David Baker’s lab adapted diffusion models for protein backbone design:
1. Start with random noise in 3D coordinate space
2. Denoise using a fine-tuned RoseTTAFold network → novel backbone
3. Use ProteinMPNN to design a sequence for that backbone
4. Use AlphaFold 2 to VERIFY the sequence folds correctly
5. Synthesize in lab
Applications demonstrated:
• De novo binders (therapeutic antibodies)
• Symmetric nanocages (drug delivery)
• Custom enzyme active sites (RFdiffusion2, April 2025)
AlphaFold 2 serves as the verification step in this pipeline — closing the design loop by predicting whether designed sequences actually fold into the intended structures.
| Model | Lab | Year | Key Feature |
|---|---|---|---|
| AlphaFold 3 | DeepMind | 2024 | Gold standard; initially closed, later opened |
| Boltz-1 | MIT | 2024 | Fully open-source, AF3-level accuracy, “Boltz-steering” |
| Chai-1 | Chai Discovery | 2024 | Commercial; claims higher accuracy than AF3 |
| OpenFold | Columbia | 2022 | Open AF2 reimplementation |
| RoseTTAFold | Baker Lab | 2021–24 | Independent architecture, extended to all-atom |
| ESMFold | Meta FAIR | 2022 | No MSA; 60× faster |
| Status | Problem |
|---|---|
| ✅ Solved | Single-domain structure prediction; large-scale structural annotation (200M+ predictions) |
| 🟡 Partial | Multi-domain proteins; stable protein complexes; antibody CDR-H3 loops |
| ❌ Unsolved | Conformational ensembles (snapshot vs. movie); intrinsically disordered proteins; allosteric mechanisms; protein function prediction; folding pathways; membrane protein environments; post-translational modifications |
| Laureate | Contribution |
|---|---|
| Demis Hassabis + John Jumper | Protein structure prediction (AlphaFold) |
| David Baker | Computational protein design (Rosetta, RFdiffusion) |
The split is telling: Hassabis/Jumper = understanding (prediction), Baker = creation (design). Together they represent the full loop of programmable biology: predict structure → design new proteins → verify predictions.

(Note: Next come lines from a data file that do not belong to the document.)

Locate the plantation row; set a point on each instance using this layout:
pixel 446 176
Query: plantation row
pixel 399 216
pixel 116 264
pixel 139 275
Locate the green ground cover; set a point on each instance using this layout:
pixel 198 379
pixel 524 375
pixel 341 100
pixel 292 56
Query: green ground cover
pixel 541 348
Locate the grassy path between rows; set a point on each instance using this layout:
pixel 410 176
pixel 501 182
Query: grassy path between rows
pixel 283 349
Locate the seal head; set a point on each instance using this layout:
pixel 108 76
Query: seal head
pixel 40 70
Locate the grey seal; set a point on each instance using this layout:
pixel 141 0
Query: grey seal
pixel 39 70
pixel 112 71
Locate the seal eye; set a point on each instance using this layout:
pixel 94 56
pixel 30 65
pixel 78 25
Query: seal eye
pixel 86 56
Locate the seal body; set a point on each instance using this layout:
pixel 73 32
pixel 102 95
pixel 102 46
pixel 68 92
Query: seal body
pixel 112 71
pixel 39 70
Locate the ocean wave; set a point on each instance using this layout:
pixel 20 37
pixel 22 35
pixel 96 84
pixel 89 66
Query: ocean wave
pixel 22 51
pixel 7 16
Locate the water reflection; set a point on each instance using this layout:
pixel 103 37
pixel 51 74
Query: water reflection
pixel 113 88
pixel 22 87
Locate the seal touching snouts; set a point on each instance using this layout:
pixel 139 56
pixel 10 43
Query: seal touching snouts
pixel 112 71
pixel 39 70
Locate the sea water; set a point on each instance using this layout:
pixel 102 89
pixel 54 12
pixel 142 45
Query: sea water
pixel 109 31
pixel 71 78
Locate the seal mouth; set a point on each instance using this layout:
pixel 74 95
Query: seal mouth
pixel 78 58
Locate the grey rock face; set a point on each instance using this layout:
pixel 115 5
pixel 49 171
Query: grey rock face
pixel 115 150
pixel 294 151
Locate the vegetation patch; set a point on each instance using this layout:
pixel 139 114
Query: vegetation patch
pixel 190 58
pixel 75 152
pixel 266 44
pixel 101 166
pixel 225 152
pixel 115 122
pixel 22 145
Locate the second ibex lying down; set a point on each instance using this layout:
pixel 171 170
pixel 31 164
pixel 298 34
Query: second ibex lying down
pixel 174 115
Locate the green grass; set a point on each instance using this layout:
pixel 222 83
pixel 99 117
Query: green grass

AlphaFold 2 wasn’t just a better model — it was a better formulation. The key innovations (treating structure as a graph with frames, using attention over evolution, learning to refine iteratively) came from deeply understanding the domain and finding the right inductive biases. Raw scale alone wouldn’t have worked. This lesson applies across all of AI — the best models come from understanding what the data fundamentally is, not just throwing more compute at it.